Hillary Clinton may be leading her competitors with the millennial demographic, but the results of a recent Gallup poll show she doesn't have much to celebrate. The poll addresses "Hillary Clinton's Continuing Youth Problem," showing that the problem is not only continuing, it's reached its worst point. Only 31 percent of millennials have a favorable opinion of Hillary.

The low favorable ratings are worse considering a year ago 47 percent of those 18- to 29-year-olds had a favorable opinion of her.

Hillary is barely viewed positively even among young Democrats. She holds a favorable rating of 48 percent to 47 percent unfavorable. That number is much higher for Democrats in all other age groups. The Washington Examiner spoke with young Democrats at the DNC, where only one-in-four said they wanted to vote for her. At a Harvard IOP youth town hall, most were not enthusiastic about Hillary.
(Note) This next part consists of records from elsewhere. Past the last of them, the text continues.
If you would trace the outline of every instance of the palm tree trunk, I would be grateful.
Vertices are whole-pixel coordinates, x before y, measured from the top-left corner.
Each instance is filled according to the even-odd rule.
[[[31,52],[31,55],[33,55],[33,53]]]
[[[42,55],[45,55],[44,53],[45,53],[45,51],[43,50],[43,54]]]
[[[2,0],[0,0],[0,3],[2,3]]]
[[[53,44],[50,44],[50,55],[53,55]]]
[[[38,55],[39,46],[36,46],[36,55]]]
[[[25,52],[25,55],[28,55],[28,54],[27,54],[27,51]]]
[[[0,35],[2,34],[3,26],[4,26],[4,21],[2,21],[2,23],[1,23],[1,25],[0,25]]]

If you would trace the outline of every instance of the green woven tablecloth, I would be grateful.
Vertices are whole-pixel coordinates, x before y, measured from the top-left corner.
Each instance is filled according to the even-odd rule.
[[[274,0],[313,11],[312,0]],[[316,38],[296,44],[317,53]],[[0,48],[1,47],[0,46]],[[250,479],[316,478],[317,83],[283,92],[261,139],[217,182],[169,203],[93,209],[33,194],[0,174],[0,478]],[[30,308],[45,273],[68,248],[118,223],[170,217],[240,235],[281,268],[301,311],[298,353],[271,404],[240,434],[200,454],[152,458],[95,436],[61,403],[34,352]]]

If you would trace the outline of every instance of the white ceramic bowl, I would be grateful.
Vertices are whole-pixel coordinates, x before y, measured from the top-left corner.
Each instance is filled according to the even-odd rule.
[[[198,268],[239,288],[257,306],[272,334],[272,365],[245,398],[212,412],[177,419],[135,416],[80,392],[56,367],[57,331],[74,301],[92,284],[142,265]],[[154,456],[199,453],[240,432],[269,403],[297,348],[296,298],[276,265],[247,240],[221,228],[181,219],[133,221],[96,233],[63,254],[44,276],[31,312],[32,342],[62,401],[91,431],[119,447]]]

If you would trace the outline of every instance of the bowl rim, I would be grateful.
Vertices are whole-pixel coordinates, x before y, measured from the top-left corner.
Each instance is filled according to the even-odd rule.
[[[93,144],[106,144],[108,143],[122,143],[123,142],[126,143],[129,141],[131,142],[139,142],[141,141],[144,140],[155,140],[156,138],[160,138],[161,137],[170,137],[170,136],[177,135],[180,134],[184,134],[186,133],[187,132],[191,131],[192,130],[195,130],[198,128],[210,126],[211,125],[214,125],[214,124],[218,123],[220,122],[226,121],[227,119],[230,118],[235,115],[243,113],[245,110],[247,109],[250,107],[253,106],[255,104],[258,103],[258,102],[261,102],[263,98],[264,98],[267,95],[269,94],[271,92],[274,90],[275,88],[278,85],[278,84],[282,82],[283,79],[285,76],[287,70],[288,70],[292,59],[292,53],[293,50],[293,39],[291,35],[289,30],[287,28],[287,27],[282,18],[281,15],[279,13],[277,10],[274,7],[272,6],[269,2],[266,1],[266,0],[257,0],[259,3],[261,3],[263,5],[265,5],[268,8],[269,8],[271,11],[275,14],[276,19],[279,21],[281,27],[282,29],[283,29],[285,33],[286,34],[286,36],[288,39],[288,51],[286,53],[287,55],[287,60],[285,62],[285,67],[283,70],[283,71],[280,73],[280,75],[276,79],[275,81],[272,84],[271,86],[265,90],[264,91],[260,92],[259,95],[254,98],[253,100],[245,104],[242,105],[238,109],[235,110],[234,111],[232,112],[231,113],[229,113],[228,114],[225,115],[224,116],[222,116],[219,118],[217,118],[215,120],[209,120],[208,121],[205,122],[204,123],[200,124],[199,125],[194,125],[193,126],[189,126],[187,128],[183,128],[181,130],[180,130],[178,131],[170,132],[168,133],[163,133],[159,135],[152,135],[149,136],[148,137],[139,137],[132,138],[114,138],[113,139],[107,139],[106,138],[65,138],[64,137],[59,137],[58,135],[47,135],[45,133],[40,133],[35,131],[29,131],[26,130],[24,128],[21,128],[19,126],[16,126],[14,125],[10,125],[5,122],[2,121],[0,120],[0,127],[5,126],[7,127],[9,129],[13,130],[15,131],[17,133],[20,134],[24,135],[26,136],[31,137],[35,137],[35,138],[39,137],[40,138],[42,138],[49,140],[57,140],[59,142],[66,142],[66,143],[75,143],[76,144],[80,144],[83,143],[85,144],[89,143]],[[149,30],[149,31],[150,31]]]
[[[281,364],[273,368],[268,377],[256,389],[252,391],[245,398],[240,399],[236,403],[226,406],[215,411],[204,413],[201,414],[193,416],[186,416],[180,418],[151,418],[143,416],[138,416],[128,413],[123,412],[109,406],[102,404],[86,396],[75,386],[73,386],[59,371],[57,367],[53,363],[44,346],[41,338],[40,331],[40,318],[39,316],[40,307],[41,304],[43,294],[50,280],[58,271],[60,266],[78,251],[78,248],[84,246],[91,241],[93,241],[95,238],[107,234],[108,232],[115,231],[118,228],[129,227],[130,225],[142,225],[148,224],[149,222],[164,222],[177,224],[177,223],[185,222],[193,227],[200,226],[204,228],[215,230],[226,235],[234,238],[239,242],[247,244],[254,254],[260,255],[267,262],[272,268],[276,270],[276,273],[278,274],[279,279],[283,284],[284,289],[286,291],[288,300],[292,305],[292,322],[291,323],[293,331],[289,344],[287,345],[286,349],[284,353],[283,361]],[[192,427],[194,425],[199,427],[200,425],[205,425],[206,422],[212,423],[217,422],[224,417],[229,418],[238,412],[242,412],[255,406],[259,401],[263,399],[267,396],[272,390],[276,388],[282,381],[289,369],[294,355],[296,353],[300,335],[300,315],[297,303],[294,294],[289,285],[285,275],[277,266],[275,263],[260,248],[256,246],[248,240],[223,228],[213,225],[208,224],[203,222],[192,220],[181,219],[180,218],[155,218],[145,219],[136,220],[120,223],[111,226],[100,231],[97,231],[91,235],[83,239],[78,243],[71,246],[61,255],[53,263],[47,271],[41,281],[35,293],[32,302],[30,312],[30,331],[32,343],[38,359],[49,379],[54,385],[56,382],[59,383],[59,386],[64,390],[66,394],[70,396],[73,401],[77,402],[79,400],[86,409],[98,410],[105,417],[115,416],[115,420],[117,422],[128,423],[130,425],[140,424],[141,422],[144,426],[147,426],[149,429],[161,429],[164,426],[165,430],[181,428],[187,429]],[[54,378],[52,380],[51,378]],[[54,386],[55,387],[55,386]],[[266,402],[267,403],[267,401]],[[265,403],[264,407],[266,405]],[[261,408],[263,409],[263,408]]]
Young Americans began to view Hillary more unfavorably in February and March, and her numbers have been dropping ever since.

"Clinton's image has dropped among all age groups but has fallen the most with young Americans," according to Gallup.

At this point, Hillary would do far worse than Barack Obama, who won re-election with 67 percent of the youth vote, which allowed him to win the swing states of Ohio, Florida, and Virginia. Others have warned that young swing states voters who stay home could jeopardize Hillary's chances.

"This could create real problems for her campaign if it does not change in the weeks ahead," Gallup said. "Young Americans should be Clinton's natural constituency. Half identify or lean Democratic, and 31 percent identify as liberal, the ideology most often associated with the Democratic Party."

The Democratic nominee is unpopular with other age groups as well. Forty percent of 30-49 year olds view her favorably, as do 41 percent of 50-64 year olds, and 39 percent of those older than 65. Hillary is struggling with these older voters who actually supported her in the primary.

The poll results are similar to last month's McClatchy-Marist poll.